RE: Oracle & pagefaults (solaris)
Date: Mon, 13 Aug 2012 10:44:58 -0400
Message-ID: <C95D75DD2E01DD4D81124D104D317ACA1C7517B8DB_at_JAXMSG01.crowley.com>
To throw some suggestions at the issue while you are waiting for some responses: Are you using ZFS? If so, have you looked at any of the following? ZFS for Databases:
http://www.solarisinternals.com/wiki/index.php/ZFS_for_Databases Limitations -- Full table scans, etc.

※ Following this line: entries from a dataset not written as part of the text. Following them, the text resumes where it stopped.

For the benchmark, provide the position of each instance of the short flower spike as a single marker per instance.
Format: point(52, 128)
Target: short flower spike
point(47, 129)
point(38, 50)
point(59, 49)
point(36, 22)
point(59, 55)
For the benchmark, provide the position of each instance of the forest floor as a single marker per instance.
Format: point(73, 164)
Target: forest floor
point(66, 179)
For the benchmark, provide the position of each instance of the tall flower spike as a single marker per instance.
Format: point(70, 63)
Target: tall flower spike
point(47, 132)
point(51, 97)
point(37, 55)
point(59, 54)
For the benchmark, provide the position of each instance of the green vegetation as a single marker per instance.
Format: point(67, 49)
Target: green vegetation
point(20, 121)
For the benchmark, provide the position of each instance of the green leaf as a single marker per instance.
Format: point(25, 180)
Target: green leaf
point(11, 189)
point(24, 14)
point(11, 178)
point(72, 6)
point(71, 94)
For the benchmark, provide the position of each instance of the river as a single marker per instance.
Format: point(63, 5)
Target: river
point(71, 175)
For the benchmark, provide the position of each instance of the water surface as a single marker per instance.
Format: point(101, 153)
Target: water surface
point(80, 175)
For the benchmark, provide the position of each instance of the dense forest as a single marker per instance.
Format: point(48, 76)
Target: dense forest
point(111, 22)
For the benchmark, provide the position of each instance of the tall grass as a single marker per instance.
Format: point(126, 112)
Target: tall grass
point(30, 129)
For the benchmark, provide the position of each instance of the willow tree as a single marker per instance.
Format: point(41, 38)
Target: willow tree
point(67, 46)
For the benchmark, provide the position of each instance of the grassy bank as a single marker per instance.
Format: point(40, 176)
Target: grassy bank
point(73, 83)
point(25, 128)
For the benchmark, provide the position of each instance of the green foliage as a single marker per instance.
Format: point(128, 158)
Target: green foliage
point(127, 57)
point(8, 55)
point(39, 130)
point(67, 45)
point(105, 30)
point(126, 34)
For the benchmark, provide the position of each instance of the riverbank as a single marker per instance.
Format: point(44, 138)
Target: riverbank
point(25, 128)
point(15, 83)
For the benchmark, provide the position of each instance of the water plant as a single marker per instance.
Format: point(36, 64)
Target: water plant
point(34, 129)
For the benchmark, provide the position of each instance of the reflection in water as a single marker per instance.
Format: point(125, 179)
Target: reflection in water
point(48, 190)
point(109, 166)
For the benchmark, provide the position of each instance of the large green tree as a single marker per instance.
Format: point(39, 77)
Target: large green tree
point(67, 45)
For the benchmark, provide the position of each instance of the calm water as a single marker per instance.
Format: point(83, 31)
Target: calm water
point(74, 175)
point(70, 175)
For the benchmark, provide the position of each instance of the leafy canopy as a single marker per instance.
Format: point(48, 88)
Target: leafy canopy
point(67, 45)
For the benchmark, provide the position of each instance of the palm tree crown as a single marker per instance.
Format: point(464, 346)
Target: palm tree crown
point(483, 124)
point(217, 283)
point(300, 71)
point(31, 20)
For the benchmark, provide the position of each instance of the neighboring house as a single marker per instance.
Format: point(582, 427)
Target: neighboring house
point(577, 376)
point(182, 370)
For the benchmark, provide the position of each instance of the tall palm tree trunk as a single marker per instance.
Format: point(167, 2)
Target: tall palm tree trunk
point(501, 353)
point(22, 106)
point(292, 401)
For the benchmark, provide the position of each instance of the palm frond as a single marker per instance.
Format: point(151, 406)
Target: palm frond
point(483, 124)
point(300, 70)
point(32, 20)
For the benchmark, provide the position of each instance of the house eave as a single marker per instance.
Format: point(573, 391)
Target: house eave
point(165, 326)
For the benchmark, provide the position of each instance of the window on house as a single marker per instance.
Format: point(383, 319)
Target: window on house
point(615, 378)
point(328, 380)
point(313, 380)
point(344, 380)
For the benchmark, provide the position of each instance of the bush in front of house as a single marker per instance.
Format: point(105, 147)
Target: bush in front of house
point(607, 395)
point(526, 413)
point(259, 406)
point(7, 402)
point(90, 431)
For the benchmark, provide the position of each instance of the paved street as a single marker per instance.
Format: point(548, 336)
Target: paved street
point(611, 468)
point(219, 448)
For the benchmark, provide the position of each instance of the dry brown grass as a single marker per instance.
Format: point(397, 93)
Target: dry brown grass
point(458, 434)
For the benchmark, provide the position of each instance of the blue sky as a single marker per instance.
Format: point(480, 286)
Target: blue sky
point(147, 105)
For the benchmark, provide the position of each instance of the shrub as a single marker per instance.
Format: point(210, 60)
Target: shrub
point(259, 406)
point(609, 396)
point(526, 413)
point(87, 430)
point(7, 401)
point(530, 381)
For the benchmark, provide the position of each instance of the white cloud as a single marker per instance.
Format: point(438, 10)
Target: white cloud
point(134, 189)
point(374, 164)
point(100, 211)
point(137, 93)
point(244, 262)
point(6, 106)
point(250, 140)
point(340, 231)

Variable performance of sequential reads - Since ZFS does block-level copy-on-write for all writes, the physical layout of a file will tend to become random over time for files that are updated randomly. Normal RDBMS operations such as the updating of tables and indexes characteristically result in such random writes. As a consequence, the performance of database queries that do sustained large sequential reads (including "full table scans", "full index scans", or CREATE INDEX operations) can deteriorate over time as the database is updated. Simple ad-hoc or utility queries such as SELECT COUNT (*) from a non-indexed table commonly cause such sustained sequential I/O demand. The worst case impact varies inversely with the ZFS record size, thus posing a tradeoff between the performance of random reads and the performance of sequential reads in relation to the degree of potential fragmentation.
http://developers.sun.com/solaris/docs/wp-oraclezfsconfig-0510_ds_ac2.pdf
Backups:
Copy operations, like backups, are similar to a full scan, long logical sequential reads and
are also subject to IOPS inflation as compared to traditional file system storage. The
elapsed time for a database backup can be due to the copy-on-write evolution
of the on-disk format for data files. Copying the data files, although cumbersome, might
help to relocate the blocks into a more continuous physical layout, particularly if the
pool is left with a minimum of free disk blocks.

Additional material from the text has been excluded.